-1

How can I retrieve arrays containing bin ranges and counts from a sns.displot()? I found older posts relating to the previous distplot() which do not seem to be applicable anymore.

DataJanitor
  • 1,276
  • 1
  • 8
  • 19
mrLimpio
  • 45
  • 4
  • 1
    You can use `np.histogram(..., bins='auto')` to get bin ranges and corresponding counts. – JohanC Mar 13 '23 at 15:43
  • 1
    [seaborn: Can I access the results of seaborn’s statistical transformations?](https://seaborn.pydata.org/faq.html#statistical-inquiries) – Trenton McKinney Mar 13 '23 at 15:49

1 Answers1

0

For a displot with kind='kde' you will find the data under each ax .lines attribute.
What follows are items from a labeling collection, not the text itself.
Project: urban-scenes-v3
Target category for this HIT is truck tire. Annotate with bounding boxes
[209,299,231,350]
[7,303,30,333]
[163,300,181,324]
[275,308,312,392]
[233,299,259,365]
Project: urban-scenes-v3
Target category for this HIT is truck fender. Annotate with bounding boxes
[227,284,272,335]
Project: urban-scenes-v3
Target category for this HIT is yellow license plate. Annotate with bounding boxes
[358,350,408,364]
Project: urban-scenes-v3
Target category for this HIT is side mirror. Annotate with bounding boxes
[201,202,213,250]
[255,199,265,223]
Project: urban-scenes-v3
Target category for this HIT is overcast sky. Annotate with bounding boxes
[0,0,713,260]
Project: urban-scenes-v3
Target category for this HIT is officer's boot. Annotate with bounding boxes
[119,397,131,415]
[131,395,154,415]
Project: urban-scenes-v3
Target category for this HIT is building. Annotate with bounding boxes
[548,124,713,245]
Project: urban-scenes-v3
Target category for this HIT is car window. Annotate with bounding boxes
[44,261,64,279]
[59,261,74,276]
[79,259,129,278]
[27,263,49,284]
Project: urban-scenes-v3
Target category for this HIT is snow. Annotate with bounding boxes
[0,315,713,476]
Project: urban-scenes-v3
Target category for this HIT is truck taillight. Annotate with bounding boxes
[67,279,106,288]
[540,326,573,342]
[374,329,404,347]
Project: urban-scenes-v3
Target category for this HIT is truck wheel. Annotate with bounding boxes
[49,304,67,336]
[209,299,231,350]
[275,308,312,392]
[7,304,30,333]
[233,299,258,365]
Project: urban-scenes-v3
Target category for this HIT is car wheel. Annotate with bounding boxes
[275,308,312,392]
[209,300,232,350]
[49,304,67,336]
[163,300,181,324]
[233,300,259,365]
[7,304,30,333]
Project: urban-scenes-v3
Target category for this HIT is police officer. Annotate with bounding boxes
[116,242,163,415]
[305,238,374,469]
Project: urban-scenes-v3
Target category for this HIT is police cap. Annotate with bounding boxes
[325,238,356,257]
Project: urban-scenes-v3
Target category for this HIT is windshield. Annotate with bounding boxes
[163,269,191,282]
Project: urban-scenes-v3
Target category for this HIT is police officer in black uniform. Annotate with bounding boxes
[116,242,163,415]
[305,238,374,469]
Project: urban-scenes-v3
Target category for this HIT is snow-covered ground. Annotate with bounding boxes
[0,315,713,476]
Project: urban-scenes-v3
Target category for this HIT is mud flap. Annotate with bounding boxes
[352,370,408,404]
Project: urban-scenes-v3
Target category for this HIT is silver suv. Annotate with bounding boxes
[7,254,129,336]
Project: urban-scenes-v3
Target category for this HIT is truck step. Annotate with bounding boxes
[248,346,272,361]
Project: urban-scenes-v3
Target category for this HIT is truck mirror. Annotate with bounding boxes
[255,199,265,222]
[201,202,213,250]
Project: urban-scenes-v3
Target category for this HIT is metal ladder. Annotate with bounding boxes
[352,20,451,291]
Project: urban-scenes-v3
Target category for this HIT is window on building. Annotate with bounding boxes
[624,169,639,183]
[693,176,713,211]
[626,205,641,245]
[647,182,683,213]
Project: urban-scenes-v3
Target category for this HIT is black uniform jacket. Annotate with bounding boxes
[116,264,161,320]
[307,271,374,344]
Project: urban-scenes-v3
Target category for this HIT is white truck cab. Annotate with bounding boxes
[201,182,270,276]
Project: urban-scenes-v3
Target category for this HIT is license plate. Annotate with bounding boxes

For a displot with kind='hist' you will find the data under each ax .patches attribute.

import seaborn as sns
import matplotlib.pyplot as plt

penguins = sns.load_dataset("penguins")

g = sns.displot(data=penguins, x="flipper_length_mm", kind="kde", lw=8)
ax = g.axes[0, 0]  # loop if multiple axes
line = ax.lines[0]  # loop if multiple lines
x, y = line.get_data()

# Confirm by plotting over
ax.plot(x, y, "r.")

plt.show()

resulting overlay plot


You can also do it for kind=hist, but as said in the comments there is no point getting values from the plot ; if you want values, use functions that return values.

Still, below an example on how to do it, but do not rely on it and instead get values directly from numpy.histogram:

import numpy as np
import seaborn as sns

penguins = sns.load_dataset("penguins")

column = "flipper_length_mm"
x = penguins[column]

# With numpy
bin_edges = np.histogram_bin_edges(
    penguins["flipper_length_mm"],
    range=(np.nanmin(x), np.nanmax(x)),
    bins=10,
)
histogram, bin_edges = np.histogram(x, bins=bin_edges)

# With seaborn
g = sns.displot(data=penguins, x=column, kind="hist", bins=bin_edges)
ax = g.axes[0, 0]  # loop if multiple axes
rectangles = ax.patches

rectangles_x = np.array([r.get_x() for r in rectangles])
rectangles_width = np.array([r.get_width() for r in rectangles])
rectangles_height = np.array([r.get_height() for r in rectangles])

# See here, might be cases where this is not the correct formula
bin_edges_retrieved = np.array([*rectangles_x, rectangles_x[-1] + rectangles_width[-1]])

assert np.allclose(bin_edges, bin_edges_retrieved)
assert np.allclose(histogram, rectangles_height)
paime
  • 2,901
  • 1
  • 6
  • 17